Archive for January, 2007
10 weeks 2 days – threw up.
I have kind of not been caught up in making updates here. Still keep wondering if I am better off creating a separate pregnancy blog, but for now have created a separate category (“pregnancy”)
I found out some awful news today – one of my IF and IVF buddies miscarried her baby for the second time after her second IVF :`( I cannot even express how that has made me feel. I was so used to and happy with us being pregnant together. And knowing the pain of miscarriage personally, it’s like I feel this pain myself.
I know that no words make it better. And only time and happy endings do. I hope that anyone who reads this prays for her today.
I had my 10 week appointment on the 2nd and it was very quick. Basically just a sonogram – and a quick one at that. The baby measured on time (has grown so much!) and the ob.gyn sent us on our merry way, scheduling the next appt in 4 weeks. Good thing is we are doing the end of 1st trimester screening in 2 weeks, so will hopefully see the baby and progress again.

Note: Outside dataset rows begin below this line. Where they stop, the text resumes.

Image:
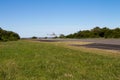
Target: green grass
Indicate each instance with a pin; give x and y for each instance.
(25, 60)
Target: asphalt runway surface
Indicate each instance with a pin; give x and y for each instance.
(108, 44)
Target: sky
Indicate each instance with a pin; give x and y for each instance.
(43, 17)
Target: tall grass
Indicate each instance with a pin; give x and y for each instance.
(24, 60)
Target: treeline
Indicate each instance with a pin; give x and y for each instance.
(8, 35)
(96, 32)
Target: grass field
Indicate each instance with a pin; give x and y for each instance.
(29, 60)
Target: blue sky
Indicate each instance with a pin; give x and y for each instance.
(41, 17)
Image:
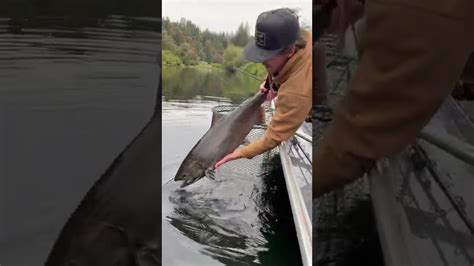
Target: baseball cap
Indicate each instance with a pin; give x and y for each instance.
(274, 31)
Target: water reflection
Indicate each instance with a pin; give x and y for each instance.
(187, 83)
(76, 86)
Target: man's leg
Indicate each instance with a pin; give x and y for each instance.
(414, 51)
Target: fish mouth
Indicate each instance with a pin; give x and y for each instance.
(186, 183)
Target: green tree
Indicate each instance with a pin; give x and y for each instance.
(233, 56)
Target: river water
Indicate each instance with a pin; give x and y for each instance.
(243, 217)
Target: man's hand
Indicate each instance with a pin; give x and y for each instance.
(270, 92)
(229, 157)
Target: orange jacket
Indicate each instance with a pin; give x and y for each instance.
(414, 52)
(294, 101)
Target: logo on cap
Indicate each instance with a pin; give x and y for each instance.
(260, 38)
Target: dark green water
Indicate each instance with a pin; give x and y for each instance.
(78, 82)
(188, 83)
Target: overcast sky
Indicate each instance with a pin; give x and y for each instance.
(226, 15)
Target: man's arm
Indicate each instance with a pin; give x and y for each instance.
(413, 55)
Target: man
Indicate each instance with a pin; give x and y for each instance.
(414, 52)
(285, 51)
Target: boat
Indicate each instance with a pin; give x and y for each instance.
(296, 159)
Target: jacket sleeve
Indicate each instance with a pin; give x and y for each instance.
(291, 111)
(412, 59)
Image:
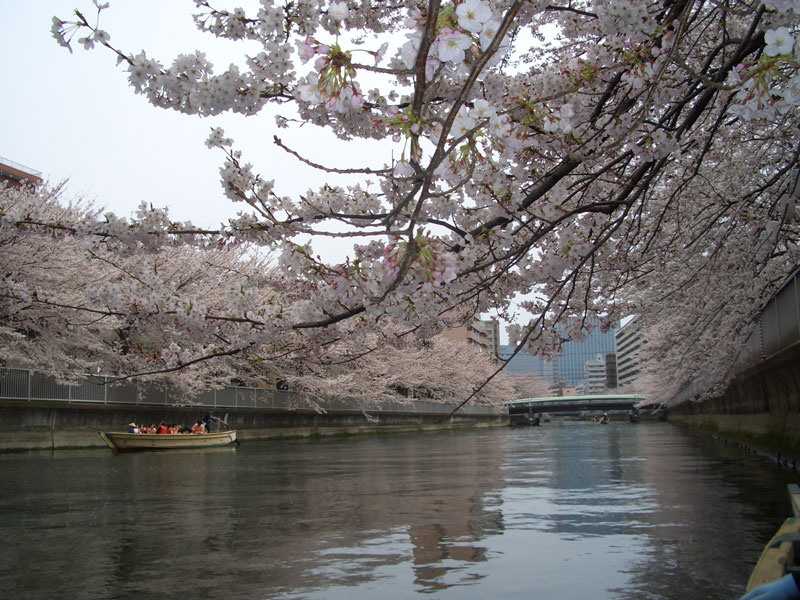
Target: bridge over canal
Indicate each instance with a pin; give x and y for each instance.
(527, 410)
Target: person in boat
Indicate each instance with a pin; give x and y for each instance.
(207, 419)
(785, 588)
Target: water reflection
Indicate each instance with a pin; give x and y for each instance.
(573, 511)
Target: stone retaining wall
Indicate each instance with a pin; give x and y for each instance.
(48, 425)
(761, 407)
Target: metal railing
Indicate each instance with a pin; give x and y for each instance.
(28, 386)
(19, 167)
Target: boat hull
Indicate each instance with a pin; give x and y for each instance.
(149, 442)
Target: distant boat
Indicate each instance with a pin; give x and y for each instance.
(145, 442)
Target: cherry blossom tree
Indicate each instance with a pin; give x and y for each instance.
(592, 159)
(57, 315)
(379, 369)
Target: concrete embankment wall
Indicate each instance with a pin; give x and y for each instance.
(55, 425)
(760, 408)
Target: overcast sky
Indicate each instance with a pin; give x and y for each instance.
(73, 116)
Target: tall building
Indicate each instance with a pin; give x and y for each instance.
(567, 369)
(484, 334)
(594, 375)
(629, 346)
(574, 354)
(16, 174)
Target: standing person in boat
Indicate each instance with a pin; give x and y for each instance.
(207, 419)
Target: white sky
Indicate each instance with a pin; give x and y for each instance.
(73, 116)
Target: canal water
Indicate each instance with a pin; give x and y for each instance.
(560, 511)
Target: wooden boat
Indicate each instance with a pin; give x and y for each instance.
(144, 442)
(779, 555)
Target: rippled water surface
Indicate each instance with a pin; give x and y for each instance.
(559, 511)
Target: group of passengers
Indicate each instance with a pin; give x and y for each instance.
(202, 426)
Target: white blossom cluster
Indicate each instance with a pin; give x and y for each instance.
(586, 159)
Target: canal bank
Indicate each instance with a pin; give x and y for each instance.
(760, 408)
(56, 425)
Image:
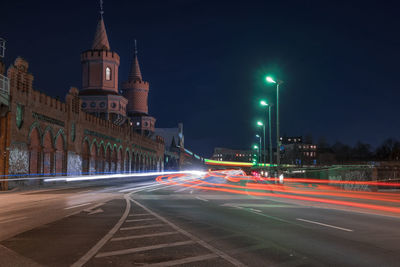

The nausea has been pretty bad, and today I finally threw up. I thought it was just getting better and there, out of nowhere it got worse. Somehow though, I’m getting the hang of it. When you feel a certain way 24-7, you start getting used to the feeling.
I finally told everyone at work also and it went extremely well. Leaving work I was thinking thank God for IVF. I don’t know where I would have been without it, and it was like this life saving thing that helped me start feeling like I can belong in the normal world again.
For everyone embarking on that journey, I wish them so much luck. And to all the women who have to go through so much crap, my heart is right there with you.